In 2006, George Braziller published Emily Mason: The Fifth Element, a comprehensive treatment of her work by David Ebony and Robert Berlind. In 2015, University Press of New England released her second monograph, Emily Mason: The Light in Spring, featuring prints and paintings since 2005, edited by Ani Boyajian with text by David Ebony and Christina Weyl.
Emily Mason is an instinctive colorist and as such, is drawn to the same vocabulary that other colorists have used, extemporizing as she goes along. Her abstractions are rich with areas of layered, saturated color contrasted with delicate, translucent washes and glazes that resemble watercolor, with recessions and advances, push and pull, with monochromatic planes interrupted by fissures and crevasses of other colors, flurried with small rains of brushstrokes, scumbled, rubbed, scraped. The boundaries of her protean shapes can seep into each other, rippled where one image slips imperceptibly into others with usually no hard and fast demarcation, no defined edges or clear lines but the transition is accomplished nonetheless. The fluidity, however, is gently but firmly structured, locked into place, into Mason's version of dynamic equilibrium. Often, only two or three colors dominate a canvas but a whole rainbow has been requisitioned in the making of it, with other hues underneath, floating on top, woven into the surface, into the texture, tucked into corners. Her corners are often surprising and full of incidents; here she can slip a few more shades in, overlaying them, brushing them on top of each other.

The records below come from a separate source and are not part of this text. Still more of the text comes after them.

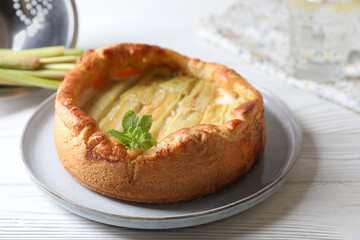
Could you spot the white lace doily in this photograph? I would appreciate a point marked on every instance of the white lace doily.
(250, 29)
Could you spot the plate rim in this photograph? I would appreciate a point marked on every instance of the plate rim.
(263, 191)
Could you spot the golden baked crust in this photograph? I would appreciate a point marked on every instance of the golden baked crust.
(188, 163)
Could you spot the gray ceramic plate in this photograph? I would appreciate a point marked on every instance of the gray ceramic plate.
(282, 148)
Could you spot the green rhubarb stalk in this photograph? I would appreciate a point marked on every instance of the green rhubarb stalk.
(42, 73)
(37, 52)
(19, 62)
(58, 66)
(73, 52)
(59, 59)
(16, 78)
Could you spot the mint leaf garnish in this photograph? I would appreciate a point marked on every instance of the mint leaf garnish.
(136, 131)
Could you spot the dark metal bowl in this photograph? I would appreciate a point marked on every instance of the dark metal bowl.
(36, 23)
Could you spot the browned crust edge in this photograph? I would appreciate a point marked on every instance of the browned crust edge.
(185, 164)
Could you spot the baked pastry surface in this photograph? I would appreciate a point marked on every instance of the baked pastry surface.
(208, 121)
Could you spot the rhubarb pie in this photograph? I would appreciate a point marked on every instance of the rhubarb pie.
(208, 122)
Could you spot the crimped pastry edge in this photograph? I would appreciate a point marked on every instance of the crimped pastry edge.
(188, 163)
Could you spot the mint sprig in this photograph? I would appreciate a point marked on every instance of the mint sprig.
(136, 131)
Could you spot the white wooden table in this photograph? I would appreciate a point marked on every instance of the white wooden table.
(319, 201)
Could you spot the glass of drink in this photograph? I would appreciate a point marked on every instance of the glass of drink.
(321, 35)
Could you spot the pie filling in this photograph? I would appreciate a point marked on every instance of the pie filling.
(174, 100)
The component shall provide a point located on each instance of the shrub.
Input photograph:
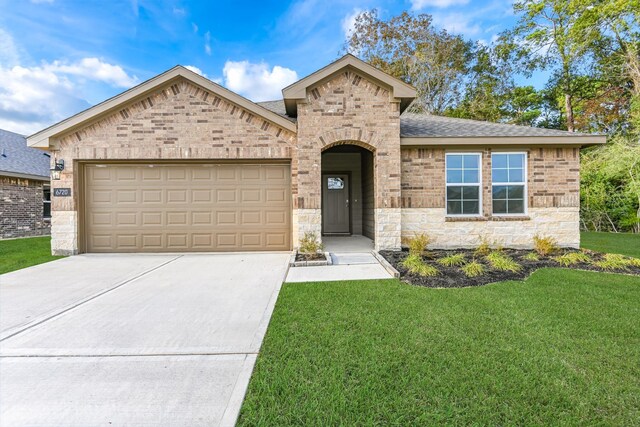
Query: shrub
(612, 262)
(451, 260)
(483, 248)
(473, 269)
(415, 265)
(309, 244)
(572, 258)
(544, 245)
(503, 262)
(418, 243)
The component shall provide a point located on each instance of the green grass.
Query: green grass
(561, 348)
(21, 253)
(619, 243)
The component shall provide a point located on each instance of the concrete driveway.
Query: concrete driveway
(133, 339)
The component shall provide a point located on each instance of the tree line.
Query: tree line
(590, 51)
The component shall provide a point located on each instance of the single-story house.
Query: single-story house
(179, 163)
(25, 196)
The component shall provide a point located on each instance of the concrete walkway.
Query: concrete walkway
(162, 340)
(346, 266)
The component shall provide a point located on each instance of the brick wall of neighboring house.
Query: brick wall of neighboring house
(348, 108)
(21, 208)
(553, 199)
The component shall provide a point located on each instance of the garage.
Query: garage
(189, 207)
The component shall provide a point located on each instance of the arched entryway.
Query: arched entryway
(348, 196)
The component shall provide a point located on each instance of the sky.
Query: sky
(59, 57)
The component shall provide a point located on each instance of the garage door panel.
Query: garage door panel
(175, 208)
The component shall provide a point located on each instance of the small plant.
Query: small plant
(415, 265)
(473, 269)
(544, 245)
(503, 262)
(571, 258)
(309, 244)
(452, 260)
(418, 243)
(635, 262)
(612, 262)
(483, 248)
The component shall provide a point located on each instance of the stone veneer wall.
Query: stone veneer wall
(350, 109)
(553, 200)
(21, 208)
(179, 121)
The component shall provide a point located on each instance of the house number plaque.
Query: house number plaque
(62, 192)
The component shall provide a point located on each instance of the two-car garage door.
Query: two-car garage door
(186, 207)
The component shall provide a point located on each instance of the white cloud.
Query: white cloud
(349, 22)
(95, 69)
(256, 81)
(32, 98)
(458, 23)
(8, 50)
(421, 4)
(207, 43)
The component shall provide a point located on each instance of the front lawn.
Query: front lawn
(560, 348)
(618, 243)
(20, 253)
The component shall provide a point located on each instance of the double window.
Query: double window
(463, 183)
(508, 183)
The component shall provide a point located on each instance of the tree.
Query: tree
(546, 32)
(411, 49)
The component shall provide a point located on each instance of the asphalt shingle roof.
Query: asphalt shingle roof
(430, 126)
(16, 157)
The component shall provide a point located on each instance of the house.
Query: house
(180, 163)
(25, 197)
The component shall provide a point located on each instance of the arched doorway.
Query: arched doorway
(348, 194)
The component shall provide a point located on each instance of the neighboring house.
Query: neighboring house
(25, 197)
(180, 163)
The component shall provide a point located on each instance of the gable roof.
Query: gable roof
(42, 139)
(16, 159)
(422, 129)
(400, 90)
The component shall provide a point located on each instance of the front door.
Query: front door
(335, 204)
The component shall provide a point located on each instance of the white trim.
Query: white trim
(463, 184)
(525, 182)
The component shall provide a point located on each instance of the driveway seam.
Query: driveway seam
(86, 300)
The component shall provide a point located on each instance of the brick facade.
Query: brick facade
(349, 108)
(21, 208)
(183, 121)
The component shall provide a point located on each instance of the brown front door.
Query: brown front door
(335, 201)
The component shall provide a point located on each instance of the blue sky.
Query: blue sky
(58, 57)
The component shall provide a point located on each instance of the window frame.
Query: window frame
(525, 183)
(457, 184)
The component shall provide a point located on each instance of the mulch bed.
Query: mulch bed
(453, 277)
(318, 256)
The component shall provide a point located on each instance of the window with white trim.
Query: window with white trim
(509, 183)
(463, 183)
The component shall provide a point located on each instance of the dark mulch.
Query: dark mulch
(318, 256)
(453, 277)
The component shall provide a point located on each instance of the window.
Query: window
(463, 184)
(46, 202)
(508, 181)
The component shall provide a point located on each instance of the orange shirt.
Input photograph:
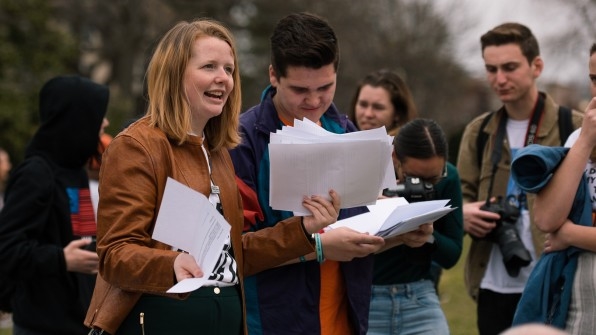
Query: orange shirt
(333, 304)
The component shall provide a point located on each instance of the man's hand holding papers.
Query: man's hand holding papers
(395, 216)
(307, 160)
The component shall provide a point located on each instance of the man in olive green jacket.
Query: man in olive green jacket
(513, 63)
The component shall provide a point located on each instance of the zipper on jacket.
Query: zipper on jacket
(142, 322)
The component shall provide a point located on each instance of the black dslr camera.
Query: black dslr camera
(413, 189)
(515, 254)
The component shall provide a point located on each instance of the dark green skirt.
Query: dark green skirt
(204, 312)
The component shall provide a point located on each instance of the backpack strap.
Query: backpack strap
(482, 138)
(565, 124)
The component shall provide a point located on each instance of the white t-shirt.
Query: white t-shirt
(496, 277)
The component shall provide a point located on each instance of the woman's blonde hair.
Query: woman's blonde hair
(169, 108)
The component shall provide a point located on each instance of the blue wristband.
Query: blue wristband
(319, 248)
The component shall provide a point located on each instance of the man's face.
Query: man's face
(592, 68)
(304, 92)
(5, 166)
(508, 72)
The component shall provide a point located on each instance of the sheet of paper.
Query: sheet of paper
(188, 221)
(395, 216)
(308, 160)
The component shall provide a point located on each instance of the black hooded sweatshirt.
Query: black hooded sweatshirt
(42, 202)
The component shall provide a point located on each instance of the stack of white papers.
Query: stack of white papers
(395, 216)
(188, 221)
(308, 160)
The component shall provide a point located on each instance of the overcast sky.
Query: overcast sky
(472, 18)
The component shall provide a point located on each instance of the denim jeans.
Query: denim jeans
(406, 309)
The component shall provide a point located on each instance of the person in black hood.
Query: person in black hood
(47, 222)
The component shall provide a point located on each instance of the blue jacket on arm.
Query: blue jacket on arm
(547, 294)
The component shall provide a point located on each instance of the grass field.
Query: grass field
(459, 308)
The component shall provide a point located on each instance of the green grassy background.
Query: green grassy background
(458, 306)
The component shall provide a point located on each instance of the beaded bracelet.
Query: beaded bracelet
(319, 248)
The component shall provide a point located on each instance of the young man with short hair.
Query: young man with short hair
(513, 64)
(304, 297)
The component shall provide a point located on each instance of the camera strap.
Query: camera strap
(533, 126)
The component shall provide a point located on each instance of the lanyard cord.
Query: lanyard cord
(533, 126)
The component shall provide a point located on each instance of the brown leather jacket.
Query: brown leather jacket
(134, 171)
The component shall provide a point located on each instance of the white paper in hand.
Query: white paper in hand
(188, 221)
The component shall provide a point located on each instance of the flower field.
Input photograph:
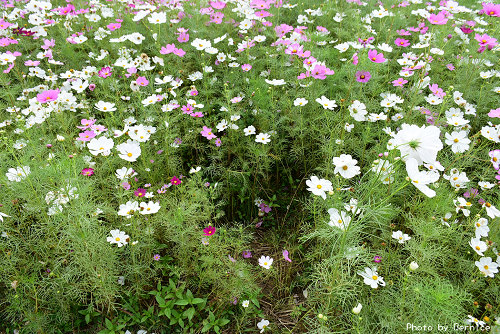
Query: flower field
(249, 166)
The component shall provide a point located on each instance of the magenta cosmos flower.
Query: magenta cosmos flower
(207, 133)
(87, 171)
(438, 19)
(402, 42)
(490, 9)
(208, 231)
(104, 72)
(48, 96)
(175, 181)
(399, 82)
(363, 76)
(86, 135)
(246, 67)
(247, 254)
(376, 57)
(140, 192)
(494, 113)
(142, 81)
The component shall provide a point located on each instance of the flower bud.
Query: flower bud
(413, 266)
(357, 309)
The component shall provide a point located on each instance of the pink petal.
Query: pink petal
(285, 255)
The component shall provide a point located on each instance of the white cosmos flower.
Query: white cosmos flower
(149, 207)
(421, 179)
(420, 143)
(101, 145)
(326, 103)
(105, 106)
(400, 236)
(487, 266)
(491, 210)
(345, 165)
(478, 246)
(319, 187)
(124, 173)
(265, 261)
(300, 102)
(262, 325)
(371, 277)
(127, 210)
(118, 237)
(18, 174)
(482, 229)
(339, 219)
(263, 138)
(129, 150)
(250, 130)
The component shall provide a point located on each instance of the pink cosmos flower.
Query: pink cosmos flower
(366, 41)
(48, 96)
(207, 133)
(438, 19)
(169, 48)
(283, 29)
(4, 24)
(247, 254)
(114, 26)
(217, 4)
(104, 72)
(402, 42)
(175, 181)
(494, 113)
(87, 172)
(183, 38)
(86, 135)
(363, 76)
(130, 71)
(486, 41)
(187, 109)
(285, 256)
(86, 123)
(263, 13)
(399, 82)
(403, 32)
(376, 57)
(142, 81)
(179, 52)
(236, 99)
(437, 91)
(32, 63)
(208, 231)
(355, 59)
(490, 9)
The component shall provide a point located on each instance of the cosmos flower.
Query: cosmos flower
(208, 231)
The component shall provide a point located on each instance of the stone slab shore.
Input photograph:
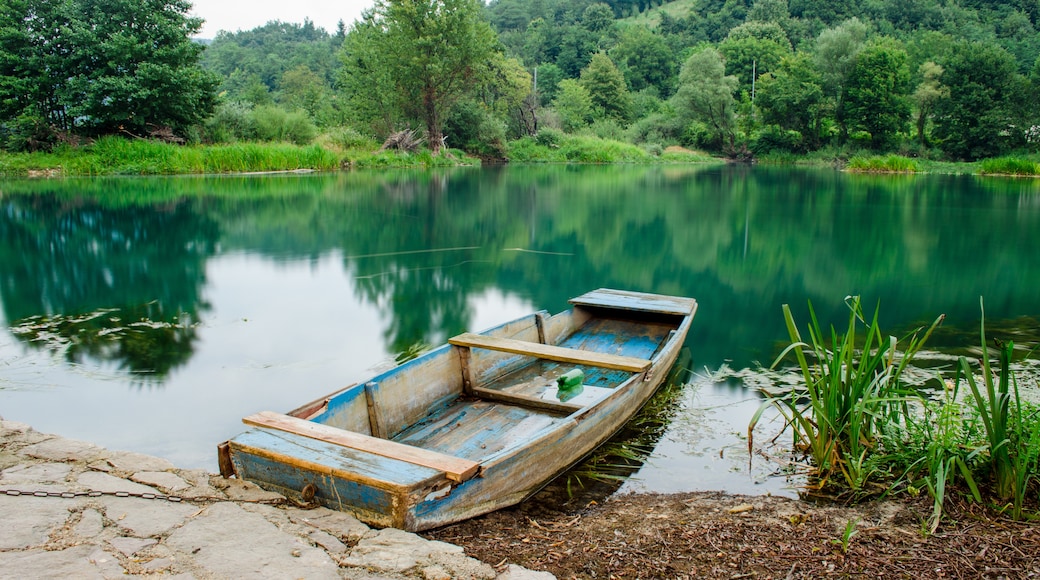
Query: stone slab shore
(73, 509)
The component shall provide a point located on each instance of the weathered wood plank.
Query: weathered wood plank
(643, 301)
(456, 469)
(526, 400)
(551, 352)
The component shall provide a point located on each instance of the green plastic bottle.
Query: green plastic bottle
(571, 378)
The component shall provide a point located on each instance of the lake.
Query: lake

Mason is a woman of infinite variety. Her brushstrokes can melt into each other, shimmer, go flat, the color deepens, becomes sonorous yet in other places, it is whispery, translucent. Mason says she never likes to use white paint, preferring to let the white of the primed canvas show through for glow. The exterior light is also important and affects her painting; there is summer light and summer painting and winter light and winter painting, like Northern and Southern schools reconciled in one artist, The surface texture can be velvety or sleek, and the paint can transform itself at times into metal, glinting gold or copper. A yellow line, for instance, in one painting appears bright gold, an illusion created by its interaction with the colors in its vicinity. Mason does use gold but infrequently, content with the alchemy of paint itself.
Her sense of color is assured, in exuberant, innovative, often denatured combinations. Her reds are remarkable—a whole range from warm to cool, light to dark. One painting is flooded with red, balanced by pinks and magentas, cooled by a touch of unnatural green while another thrust of red is tipped by yellow, like the point of an arrow, surrounded by swirling streaks of purple. Another is mainly yellows and oranges and blends of yellow-orange, cut through by a flash of bright turquoise paired by a darker scrap of turquoise.
Her primaries are more Miami than Neo-Plastic: purple instead of blue, orange instead of red, gold instead of yellow. Her complementaries are reds that shift into rosy pinks, magentas and greens that veer toward lime and acquamarine. Purple and yellows are also frequent combinations but in a wide range of tones and complex relationships. Mason learned early that context is paramount and that colors influence each other in so many ways, such as hue, tonality, temperature, mood.
As for content, they may or may not be abstractions of landscapes, of imagined aerial views, oceanic depths or tropical gardens. Mason says they have a relationship to place but are not meant to be landscape. However, if landscape creeps in afterwards, she can accept that; she believes in nature. Be that as it may and whatever else they might be, Mason's paintings are first and foremost an art of sensation. Based on vision, they are a joyous and triumphant affirmation of color and of painting itself, the once and future medium.
Mason passed away on 10 December 2019, the birthdate of her namesake, Emily Dickinson.